1. I missed my shot. Why do I dedicate so much time to something that can all go up in flames in one race? Why?!
Now you may be thinking that some of these contradict one another. Well, youre right. They do. It took me 2 weeks down from running and a trip to the wonderful Western States with my community for me to find my mojo again (see picture left of me re-finding my mojo). I left Western States with the infamous #Westernstateshangover and with a redefined list of 3.
Mt. Hood 50 mile
Finally, with my heart set and finding that my body was finally recovered, I signed up for Mt. Hood 50 mile. I wanted to run this. It may not have been my best idea, but I really wanted to run it. The running community that would be there would be awesome, it was close to home, the trails looked beautiful, the double out-n-back looked appealing, and the profile looked more like my jam. There I was, limiting those insane variables just a bit. But more, I was running it because I wanted to, I was stoked.

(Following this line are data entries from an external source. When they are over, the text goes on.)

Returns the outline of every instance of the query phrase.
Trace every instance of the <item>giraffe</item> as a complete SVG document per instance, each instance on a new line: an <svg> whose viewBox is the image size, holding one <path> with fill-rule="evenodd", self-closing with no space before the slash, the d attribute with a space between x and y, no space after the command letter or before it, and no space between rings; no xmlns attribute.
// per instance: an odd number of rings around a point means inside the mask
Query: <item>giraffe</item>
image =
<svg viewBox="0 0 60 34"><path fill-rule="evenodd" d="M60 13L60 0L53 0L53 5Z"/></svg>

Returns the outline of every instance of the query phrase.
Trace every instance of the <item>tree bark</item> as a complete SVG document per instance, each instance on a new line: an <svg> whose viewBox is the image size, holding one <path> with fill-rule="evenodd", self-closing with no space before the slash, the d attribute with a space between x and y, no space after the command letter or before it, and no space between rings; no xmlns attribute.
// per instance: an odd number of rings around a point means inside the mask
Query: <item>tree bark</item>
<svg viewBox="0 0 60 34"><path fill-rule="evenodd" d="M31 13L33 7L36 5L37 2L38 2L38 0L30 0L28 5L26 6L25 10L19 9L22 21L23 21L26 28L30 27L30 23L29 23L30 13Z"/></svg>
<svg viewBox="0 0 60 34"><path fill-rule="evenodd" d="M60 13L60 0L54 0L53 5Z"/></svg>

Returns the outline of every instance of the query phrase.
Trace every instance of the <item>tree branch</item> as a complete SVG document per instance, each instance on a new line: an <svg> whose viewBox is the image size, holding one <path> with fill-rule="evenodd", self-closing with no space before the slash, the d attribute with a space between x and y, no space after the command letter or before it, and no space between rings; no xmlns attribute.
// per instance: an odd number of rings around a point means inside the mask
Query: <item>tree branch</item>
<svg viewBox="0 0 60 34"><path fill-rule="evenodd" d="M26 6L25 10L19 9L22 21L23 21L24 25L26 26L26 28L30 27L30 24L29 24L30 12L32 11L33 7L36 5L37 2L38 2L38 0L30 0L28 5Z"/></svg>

Race morning was great, waking up in a tent, stress-free, with a giant cup of coffee waiting for me from Chris. We walked over to the start a bit early, got my bib, and chit chatted with a bunch of the people we knew. The next thing I knew I was lining up on the start line, water bottle in hand, pockets filled w gels, Gu beanie on head, and we were off!
The first 28 miles flew by.
Yes. I said the first 28 miles flew by (But that's a lot of miles, Keely?!!). Let me tell you why.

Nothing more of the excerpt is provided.